Documentation Source Text

Notes About Checkin 393a3d19ae
Login

JSON parsing performance was measured by this script:

.param init
INSERT INTO temp.[$Parameters](key,value) 
VALUES('$json',readfile('/home/drh/tmp/gsoc-2018.json'));
SELECT length(printf('{"a":%d,"b":%s}',50,$json));
.timer on
WITH RECURSIVE c(x) AS (VALUES(1) UNION ALL SELECT x+1 FROM c WHERE x<1000)
SELECT DISTINCT json_valid(printf('{"a":%d,"b":%s}',x,$json)) FROM c;

WITH RECURSIVE c(x) AS (VALUES(1) UNION ALL SELECT x+1 FROM c WHERE x<1000)
SELECT DISTINCT substr(printf('{"a":%d,"b":%s}',x,$json),1,5) FROM c;

It is necessary to feed slightly different JSON strings into the parser on each cycle in order to overcome the json cache. The first query (after starting the timer) measure the parser speed. The second query measure all of the extraneous non-parsing overhead of the first query. The idea is that the time used by the parser is the time of the first query minus the overhead time of the second query.
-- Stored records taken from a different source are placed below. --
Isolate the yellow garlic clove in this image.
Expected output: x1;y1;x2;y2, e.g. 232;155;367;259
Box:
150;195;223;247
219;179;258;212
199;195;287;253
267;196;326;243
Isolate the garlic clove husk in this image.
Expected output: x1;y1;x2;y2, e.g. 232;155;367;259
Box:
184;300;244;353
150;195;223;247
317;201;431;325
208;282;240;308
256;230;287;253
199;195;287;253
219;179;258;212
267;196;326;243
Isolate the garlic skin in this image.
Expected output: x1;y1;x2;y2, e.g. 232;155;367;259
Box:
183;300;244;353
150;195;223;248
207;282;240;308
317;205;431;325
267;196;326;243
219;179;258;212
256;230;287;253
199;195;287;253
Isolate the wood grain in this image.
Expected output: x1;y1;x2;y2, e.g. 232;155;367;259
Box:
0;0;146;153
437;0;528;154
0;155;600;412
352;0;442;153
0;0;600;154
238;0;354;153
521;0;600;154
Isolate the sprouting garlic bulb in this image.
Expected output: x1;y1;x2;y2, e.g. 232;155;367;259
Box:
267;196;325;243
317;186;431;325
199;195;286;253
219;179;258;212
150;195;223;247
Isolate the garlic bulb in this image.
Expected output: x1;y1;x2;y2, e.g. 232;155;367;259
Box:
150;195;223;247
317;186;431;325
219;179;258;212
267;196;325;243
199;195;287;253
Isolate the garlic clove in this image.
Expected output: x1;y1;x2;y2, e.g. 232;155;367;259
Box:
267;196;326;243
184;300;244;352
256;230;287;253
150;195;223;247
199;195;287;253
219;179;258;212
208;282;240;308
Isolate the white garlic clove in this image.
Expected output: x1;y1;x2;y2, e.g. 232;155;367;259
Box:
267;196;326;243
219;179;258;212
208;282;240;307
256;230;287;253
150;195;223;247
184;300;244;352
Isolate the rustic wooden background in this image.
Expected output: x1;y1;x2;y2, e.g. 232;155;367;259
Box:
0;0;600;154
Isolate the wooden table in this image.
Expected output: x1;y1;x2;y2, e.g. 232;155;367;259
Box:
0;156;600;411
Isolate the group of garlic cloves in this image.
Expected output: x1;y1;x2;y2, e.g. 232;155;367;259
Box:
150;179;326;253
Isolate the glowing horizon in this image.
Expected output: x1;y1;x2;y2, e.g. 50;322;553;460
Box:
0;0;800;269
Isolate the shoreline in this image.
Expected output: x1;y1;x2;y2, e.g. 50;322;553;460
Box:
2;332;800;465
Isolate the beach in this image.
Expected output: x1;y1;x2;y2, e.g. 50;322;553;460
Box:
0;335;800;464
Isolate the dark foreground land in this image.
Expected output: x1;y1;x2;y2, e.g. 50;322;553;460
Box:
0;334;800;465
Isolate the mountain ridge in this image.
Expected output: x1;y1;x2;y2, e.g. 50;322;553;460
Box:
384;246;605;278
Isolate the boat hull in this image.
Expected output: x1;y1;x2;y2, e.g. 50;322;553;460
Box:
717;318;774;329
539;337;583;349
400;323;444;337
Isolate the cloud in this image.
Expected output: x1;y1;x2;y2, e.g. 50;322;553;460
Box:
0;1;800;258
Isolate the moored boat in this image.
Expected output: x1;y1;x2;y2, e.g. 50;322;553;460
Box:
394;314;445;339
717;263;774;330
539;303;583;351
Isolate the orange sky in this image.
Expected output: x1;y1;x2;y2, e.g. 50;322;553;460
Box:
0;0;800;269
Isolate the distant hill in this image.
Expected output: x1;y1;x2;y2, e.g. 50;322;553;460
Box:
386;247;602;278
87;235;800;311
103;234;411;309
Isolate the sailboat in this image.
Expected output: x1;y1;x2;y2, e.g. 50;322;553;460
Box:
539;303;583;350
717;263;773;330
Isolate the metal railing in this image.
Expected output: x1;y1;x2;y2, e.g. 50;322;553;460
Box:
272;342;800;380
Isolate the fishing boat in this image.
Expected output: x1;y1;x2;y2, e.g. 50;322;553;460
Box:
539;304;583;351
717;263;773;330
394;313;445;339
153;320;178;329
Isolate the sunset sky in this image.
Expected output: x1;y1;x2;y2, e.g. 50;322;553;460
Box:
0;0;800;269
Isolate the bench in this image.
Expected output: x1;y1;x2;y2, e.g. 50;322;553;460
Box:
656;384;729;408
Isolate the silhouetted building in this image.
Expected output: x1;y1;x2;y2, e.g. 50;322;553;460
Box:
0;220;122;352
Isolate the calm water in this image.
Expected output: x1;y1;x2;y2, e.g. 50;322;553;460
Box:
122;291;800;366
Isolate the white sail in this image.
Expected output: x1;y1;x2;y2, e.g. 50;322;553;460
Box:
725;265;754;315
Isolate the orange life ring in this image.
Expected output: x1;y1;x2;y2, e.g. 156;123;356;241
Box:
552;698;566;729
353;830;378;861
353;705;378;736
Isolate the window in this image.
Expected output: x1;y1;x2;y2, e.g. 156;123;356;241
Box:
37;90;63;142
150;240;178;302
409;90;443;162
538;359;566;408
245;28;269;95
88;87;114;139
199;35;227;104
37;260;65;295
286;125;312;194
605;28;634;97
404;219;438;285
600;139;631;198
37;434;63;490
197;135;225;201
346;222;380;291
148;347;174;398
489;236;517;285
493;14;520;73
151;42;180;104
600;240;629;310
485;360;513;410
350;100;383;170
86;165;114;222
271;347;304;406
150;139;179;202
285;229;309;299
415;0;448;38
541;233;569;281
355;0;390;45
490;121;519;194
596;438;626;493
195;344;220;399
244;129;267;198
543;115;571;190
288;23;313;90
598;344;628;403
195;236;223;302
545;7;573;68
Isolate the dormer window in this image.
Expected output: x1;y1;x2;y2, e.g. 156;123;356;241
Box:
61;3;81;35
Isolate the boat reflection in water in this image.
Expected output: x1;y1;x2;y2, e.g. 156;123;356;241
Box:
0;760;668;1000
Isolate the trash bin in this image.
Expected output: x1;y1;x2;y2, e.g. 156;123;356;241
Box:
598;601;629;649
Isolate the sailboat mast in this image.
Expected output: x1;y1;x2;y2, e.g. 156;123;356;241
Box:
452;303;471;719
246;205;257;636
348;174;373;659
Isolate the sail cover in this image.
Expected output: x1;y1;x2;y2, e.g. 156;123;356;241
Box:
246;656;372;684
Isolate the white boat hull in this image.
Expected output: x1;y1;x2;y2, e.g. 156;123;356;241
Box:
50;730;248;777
Running the script above on an optimized version of SQLite on a 4-year-old Ubuntu desktop gives:

3327844
1
Run Time: real 3.218 user 3.176000 sys 0.040000
{"a":
Run Time: real 0.275 user 0.268000 sys 0.008000

So roughly 3 seconds were used to parse 3,327,844,000 bytes of JSON, which gives a parsing speed in excess of 1.1 GB/s. Round it down to an even 1 GB/s to be conservative.